警力大增,峄皋跟头儿说了几句,而后就朝着沈时安跑了过来。
“警官,您是沈教授的朋友吗,我是他的邻居,我的老公失踪了,求您帮帮我吧!”
“您别急,说说您丈夫是在大约什么时间,什么地点和您失去联系的?”
“昨天下午五点多钟,他换了衣服说要出门跑步,我在家做沙拉,外面忽然下了大雨,我打电话给他就打不通了。”
“您先生跑步路线是固定的吗?”
“从我们小区跑到团结商场,然后再原路返回。”
“我昨天见过乔先生。”沈时安终于找到了插进去的点,“就在团结商场公交站台附近。”
“哦?当时他是一个人吗?”
当时的场景再次浮现在沈时安的脑子里,他一五一十的复述出来。
“他是一个人。当时下着很大很大的雨,我们迎面而过,我和他打招呼,可能是雨太大了,他没有听见。那里离家并不远,我有些奇怪他为什么不往家的方向跑,所以下意识回了头——”
沈时安模仿着当时的动作,身体僵在了转身的瞬间。
“然后呢?”
沈时安皱起眉。
“然后,他就不见了。”
一股恶寒沿着脊背窜了上去。
太多事情一桩接着一桩,让他无暇思考,现在细细回忆,不过一分钟不到,乔先生确确实实从他视野里消失了。
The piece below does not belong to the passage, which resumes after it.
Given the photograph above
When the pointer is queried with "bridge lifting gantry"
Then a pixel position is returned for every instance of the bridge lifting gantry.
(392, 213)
“他最讨厌雨天,不可能往公交站跑的,是不是有人在追他?你是不是隐瞒了什么?”
激动的女人攥着沈时安两条胳膊,沈时安护着孩子,胳膊被尖尖的美甲划出一道长痕,血珠冒了出来。
沈时安嘶的一声,峄皋才发现。
也不能对女人动手。
他正着急着,一直乖乖趴在沈时安怀里的小胖墩缓缓扭过身子。
峄皋第一次看到他的脸。
苍白的皮肤,大而圆的眼,瞳仁极黑,像个精致的娃娃。
“叔叔已经死了。”
童稚的声音说起死亡不沾喜怒,仿佛居高临下的审判者。
“你说什么?”
郭小姐双目圆瞪,掐着沈时安的手更加用力,指甲陷进肉里。
小胖墩的目光下移,落到了沈时安的胳膊上,再次清清楚楚的重复了一遍:“他死了。”